What is continuous electric field?
Electric field due to a continuous charge distribution – example. Example: A rod of length l with uniform charge per unit length λ is placed at a distance d from origin along the x-axis. A similar rod is placed at the same distance along Y-axis.
What does an electric field tell you?
What is an electric field, and what does it tell you? A vector function of position indicating the strength and direction of the electric force on a charged object. … They are useful for describing the effect of any non-contact force.
Why is electric field continuous?
Yes, the electrostatic field line is a continuous curve because a unit charge always experiences a continuous force when it is placed in an electrostatic field. The unit charge is the charge that passes through the cross-section of an electric conductor that carries one ampere of current in one second.
Is the electric field always continuous?
Roughly speaking, yes, it’s always continuous in an electrostatic field. However, the electric potential at the point where the electric field source(charge) occupies is not defined.

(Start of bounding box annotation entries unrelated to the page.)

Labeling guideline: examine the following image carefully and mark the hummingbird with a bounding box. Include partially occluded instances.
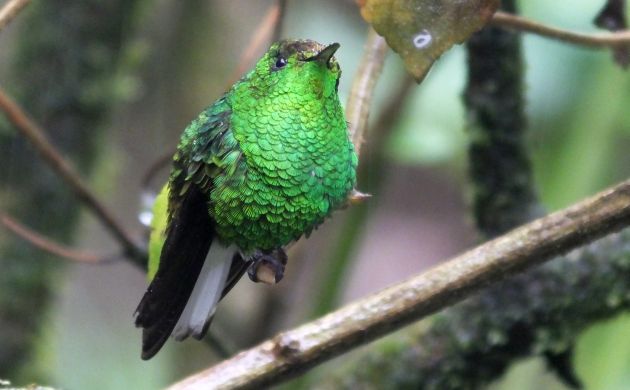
[135,40,358,360]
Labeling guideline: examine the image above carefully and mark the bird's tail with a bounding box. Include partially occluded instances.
[171,241,236,341]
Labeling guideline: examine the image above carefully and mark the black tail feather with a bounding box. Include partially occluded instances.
[136,185,214,360]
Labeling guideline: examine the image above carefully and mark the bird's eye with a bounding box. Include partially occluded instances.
[275,57,287,69]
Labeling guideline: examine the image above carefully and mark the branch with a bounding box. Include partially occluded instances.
[171,180,630,390]
[490,11,630,48]
[0,0,31,31]
[0,212,114,264]
[330,229,630,390]
[464,0,543,238]
[346,27,388,153]
[0,89,146,259]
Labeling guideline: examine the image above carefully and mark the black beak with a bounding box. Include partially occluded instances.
[313,42,340,65]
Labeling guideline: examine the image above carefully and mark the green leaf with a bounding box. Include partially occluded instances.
[359,0,500,82]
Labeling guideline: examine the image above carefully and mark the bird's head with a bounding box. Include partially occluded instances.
[246,40,341,98]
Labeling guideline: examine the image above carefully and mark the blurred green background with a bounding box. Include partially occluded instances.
[0,0,630,390]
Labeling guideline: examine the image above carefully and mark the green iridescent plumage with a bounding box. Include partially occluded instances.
[136,40,357,357]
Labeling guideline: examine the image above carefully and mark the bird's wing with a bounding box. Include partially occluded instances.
[136,98,249,359]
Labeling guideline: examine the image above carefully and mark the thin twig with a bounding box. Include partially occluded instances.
[0,0,31,31]
[271,0,288,42]
[490,11,630,48]
[0,89,145,259]
[170,180,630,390]
[229,2,284,85]
[346,27,388,153]
[0,212,114,264]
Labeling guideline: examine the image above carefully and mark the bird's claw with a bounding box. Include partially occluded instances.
[247,248,287,284]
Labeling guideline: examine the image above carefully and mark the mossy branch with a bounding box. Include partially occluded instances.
[171,180,630,390]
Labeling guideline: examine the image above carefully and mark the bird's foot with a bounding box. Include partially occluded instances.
[247,248,287,284]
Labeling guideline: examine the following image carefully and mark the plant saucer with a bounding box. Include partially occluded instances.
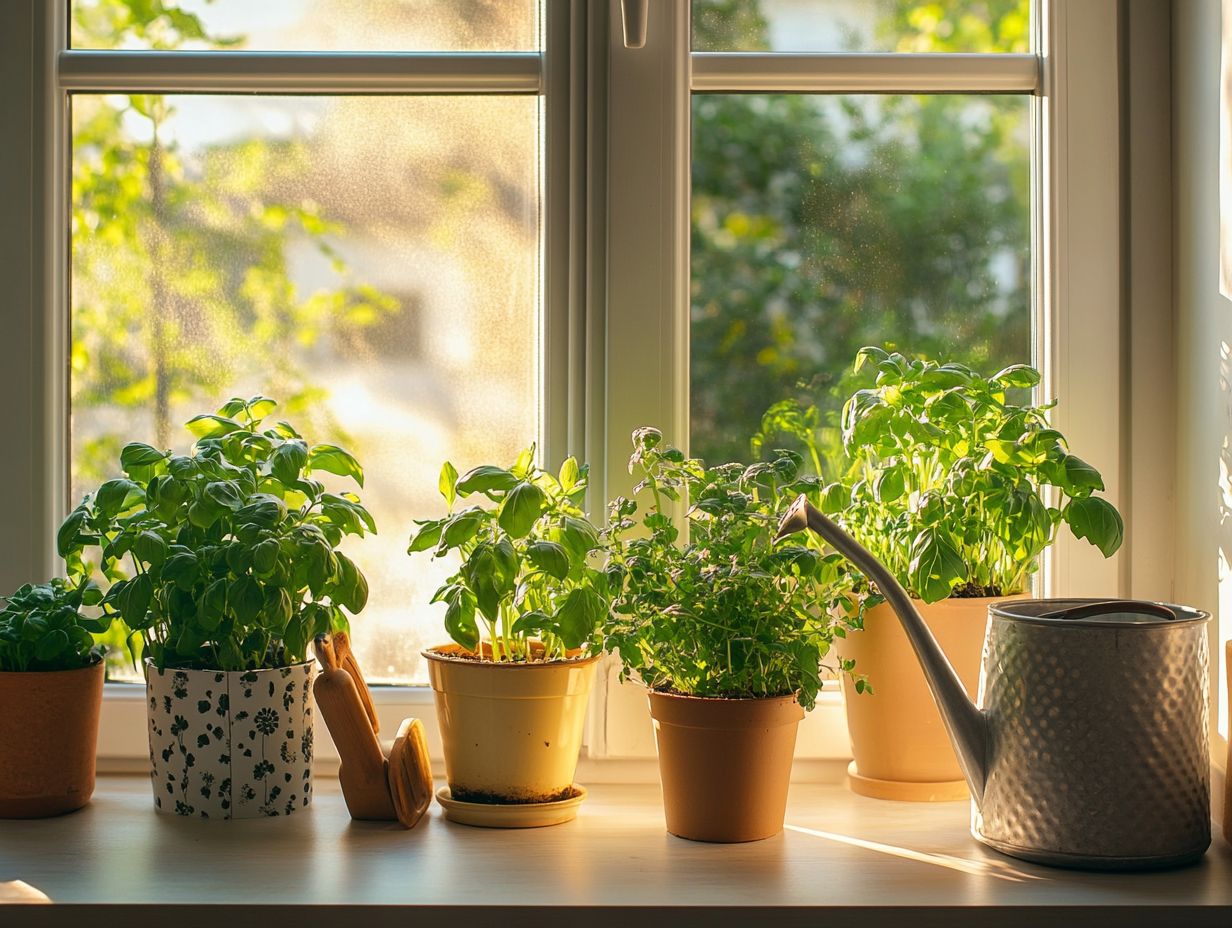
[436,784,586,828]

Can electric field be negative?
Electric field is not negative. It is a vector and thus has negative and positive directions. An electron being negatively charged experiences a force against the direction of the field. For a positive charge, the force is along the field.
Is electric field a scalar?
No, electric field is not a scalar. The electric is a vector quantity. … Since, force is a vector quantity, electric field is also a vector quantity.
Why can’t electric field lines cross?
Electric field lines cannot cross. … This is because they are, by definition, a line of constant potential. The equipotential at a given point in space can only have a single value. If lines for two different values of the potential were to cross, then they would no longer represent equipotential lines.
What is the relationship between electric force and electric field?
The strength of the electric field is defined as the electrostatic force experienced by a small test charge qo placed at that point divided by the charge itself. The electric field is a vector, and its direction is the same as the direction of the force on a positive test charge.